Traditional Culture Encyclopedia - Photography major - Germany’s greatest painter—Albrecht Dürer

Germany’s greatest painter—Albrecht Dürer

Albrecht Dürer (1471-1528) was born in Nuremberg, a German painter, printmaker and woodblock print designer.

Dürer's oeuvre includes woodcuts and other engravings, paintings, sketches, and drawings. Among his works, printmaking is the most influential. He was one of the finest woodcut and etching artists. His watercolor landscapes are among his greatest achievements, and their atmosphere and emotion are extremely vivid.

His major works include "Revelation", "The Great Passion of Christ", "The Little Passion", "Praying Hands", "Men's Bathroom", "Sea Monster", "The Libertine", "The Great Fate," "Adam and Eve," and "Knights, Death and Demons," among others.

The Germans used the papermaking revolution to introduce movable type, but the Italians used their artistic talents and ability to manufacture luxury goods to catch up and regain the dominance.

Dürer was so lucky to be able to develop his talent in the best of times.

He studied art with his father when he was a boy. He showed special talent for painting. He was able to paint his own portrait realistically at the age of 13. The portrait he painted for his father at the age of 19 fully demonstrated his maturity. His sketching skills are comparable to those of Leonardo da Vinci. Later he worked for three years with the painter Michaaeel Wolgemut. Wagelmut's large workshop also produced woodcut illustrations for Dürer's godfather, the printer and publisher Anton Koberger.
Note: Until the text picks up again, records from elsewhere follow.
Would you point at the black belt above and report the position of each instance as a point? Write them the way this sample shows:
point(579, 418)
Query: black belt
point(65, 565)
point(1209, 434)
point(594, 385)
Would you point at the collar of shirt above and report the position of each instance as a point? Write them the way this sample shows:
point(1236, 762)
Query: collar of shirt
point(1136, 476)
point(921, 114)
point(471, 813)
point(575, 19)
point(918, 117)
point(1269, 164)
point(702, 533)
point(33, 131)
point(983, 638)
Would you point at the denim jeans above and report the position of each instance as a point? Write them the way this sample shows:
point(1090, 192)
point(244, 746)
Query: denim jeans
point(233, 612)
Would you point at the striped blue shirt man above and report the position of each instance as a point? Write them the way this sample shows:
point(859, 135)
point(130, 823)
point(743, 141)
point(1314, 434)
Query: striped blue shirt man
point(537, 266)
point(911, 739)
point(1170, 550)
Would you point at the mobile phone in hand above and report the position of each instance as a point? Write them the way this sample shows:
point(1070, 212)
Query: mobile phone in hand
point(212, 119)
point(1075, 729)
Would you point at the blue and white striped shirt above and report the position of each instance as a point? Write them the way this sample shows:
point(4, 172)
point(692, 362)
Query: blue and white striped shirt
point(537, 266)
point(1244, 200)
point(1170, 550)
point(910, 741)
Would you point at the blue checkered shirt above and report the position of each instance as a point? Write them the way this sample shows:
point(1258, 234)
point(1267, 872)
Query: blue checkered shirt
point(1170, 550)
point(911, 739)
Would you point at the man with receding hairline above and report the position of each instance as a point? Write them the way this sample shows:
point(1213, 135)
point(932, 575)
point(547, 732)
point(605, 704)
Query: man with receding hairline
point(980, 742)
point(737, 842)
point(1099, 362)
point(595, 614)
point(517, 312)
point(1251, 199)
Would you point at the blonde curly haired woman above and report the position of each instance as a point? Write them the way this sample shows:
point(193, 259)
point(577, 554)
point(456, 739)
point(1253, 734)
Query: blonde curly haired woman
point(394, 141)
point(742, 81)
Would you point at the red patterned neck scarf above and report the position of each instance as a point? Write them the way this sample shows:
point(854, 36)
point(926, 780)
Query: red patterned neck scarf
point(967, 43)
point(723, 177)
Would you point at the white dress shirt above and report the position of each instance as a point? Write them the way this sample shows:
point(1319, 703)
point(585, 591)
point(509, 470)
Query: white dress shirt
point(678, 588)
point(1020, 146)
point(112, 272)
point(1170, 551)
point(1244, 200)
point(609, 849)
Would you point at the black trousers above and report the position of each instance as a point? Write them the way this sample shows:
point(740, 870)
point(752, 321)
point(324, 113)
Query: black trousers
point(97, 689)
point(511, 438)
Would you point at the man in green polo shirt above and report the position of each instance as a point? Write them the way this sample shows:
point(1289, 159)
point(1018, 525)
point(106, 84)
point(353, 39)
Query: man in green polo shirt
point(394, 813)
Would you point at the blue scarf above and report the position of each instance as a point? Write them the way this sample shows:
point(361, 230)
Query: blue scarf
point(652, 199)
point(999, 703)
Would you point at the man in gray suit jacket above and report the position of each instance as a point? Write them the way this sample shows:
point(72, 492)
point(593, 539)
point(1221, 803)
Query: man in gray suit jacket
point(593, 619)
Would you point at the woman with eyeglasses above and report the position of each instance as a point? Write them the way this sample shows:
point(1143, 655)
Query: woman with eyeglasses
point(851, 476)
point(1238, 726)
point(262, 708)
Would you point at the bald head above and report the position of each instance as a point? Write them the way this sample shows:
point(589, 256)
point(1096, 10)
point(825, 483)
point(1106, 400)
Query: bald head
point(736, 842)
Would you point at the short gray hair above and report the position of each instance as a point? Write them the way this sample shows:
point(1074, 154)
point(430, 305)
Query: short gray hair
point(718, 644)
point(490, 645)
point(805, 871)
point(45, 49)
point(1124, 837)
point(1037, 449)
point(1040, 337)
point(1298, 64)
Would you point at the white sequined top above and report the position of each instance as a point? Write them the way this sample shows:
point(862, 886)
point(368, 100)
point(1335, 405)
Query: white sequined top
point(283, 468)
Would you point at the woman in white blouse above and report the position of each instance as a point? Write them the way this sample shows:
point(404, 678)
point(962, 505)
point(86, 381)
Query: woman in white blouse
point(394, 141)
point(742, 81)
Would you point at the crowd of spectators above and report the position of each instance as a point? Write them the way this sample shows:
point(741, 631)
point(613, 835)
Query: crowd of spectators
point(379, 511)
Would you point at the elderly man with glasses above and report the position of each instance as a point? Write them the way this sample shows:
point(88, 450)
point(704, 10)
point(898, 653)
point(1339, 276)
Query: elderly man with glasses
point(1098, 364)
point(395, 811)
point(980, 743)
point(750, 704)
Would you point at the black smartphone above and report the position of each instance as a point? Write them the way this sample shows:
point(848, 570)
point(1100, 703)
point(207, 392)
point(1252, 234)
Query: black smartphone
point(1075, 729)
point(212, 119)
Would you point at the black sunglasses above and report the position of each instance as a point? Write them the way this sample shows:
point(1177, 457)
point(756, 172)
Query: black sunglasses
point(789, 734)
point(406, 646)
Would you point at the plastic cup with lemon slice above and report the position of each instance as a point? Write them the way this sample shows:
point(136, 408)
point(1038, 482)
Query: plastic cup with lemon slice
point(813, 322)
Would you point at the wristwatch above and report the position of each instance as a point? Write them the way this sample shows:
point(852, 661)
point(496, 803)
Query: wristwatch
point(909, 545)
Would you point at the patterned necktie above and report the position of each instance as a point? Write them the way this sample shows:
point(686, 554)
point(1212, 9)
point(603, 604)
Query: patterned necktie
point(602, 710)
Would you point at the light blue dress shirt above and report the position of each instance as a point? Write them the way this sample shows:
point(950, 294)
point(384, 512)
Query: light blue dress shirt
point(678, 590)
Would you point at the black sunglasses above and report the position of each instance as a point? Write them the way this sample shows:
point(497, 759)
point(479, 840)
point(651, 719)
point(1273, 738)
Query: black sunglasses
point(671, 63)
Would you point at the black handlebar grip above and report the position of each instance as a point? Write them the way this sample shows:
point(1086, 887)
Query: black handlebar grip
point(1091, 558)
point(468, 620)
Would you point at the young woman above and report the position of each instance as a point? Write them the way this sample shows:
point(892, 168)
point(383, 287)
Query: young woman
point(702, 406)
At that time, this largest factory had a great influence on Dürer. He was first exposed to copper techniques as a child. This lasting impression played a decisive role in his later creativity in printmaking art.

After completing his apprenticeship, the young painter walked out of the studio and traveled along the Rhine River to major industrial cities in Germany, including Frankfurt, Cologne and Basel. The four years of travel study and investigation played a decisive role in the formation of the painter's world view and artistic development. The 23-year-old Dürer was already an influential artist. In this year, he married Aglissa Fresny, the daughter of a musician in his hometown. After that, Dürer worked as a jeweler and painter. Started working independently.

In 1485, when German education was on the eve of imminent reform under the influence of humanism, Dürer entered a public primary school in Nuremberg. According to his family's tradition, his father allowed his son to be an apprentice in his own workshop, hoping to train him to become a jewelry worker. Dürer first received painting training in the workshop and quickly mastered it, which became the basis for his artistic activities. In order to learn the decorative arts necessary for jewelry craftsmanship, Dürer further began to copy the figure paintings of artists, and also He copied the sculptures of Martin Sonnguer, etc., which created the conditions for him to want to be an artist. Dürer carved his first self-portrait with a silver needle at the age of thirteen, and wrote on the painting: "When I was a child in 1484, I drew myself looking in the mirror." His pen drawings the following year "Virgin Mary on the Throne with Angels" is one of the second earliest paintings and is stored to this day.

In the process of learning painting, Dürer was very interested in the structure of figures and the rules of painting. Therefore, he asked his father to allow him to become a painter. His father complied with his son's wish and sent him to the studio of the painter Michael Wargemot near Nuremberg. The contract stipulated that he would serve as an apprentice for three years. Dürer copied his teacher's works and gradually learned a variety of painting techniques. He began to study nature, the human body and plants as objects, and began to try to create. At the same time, he also carefully studied the blending and application of colors, so that when his apprenticeship expired, he would be able to create in accordance with the laws of art. After the 23-year-old Dürer got married and started a business, he formally established a studio not far from home and began painting portraits.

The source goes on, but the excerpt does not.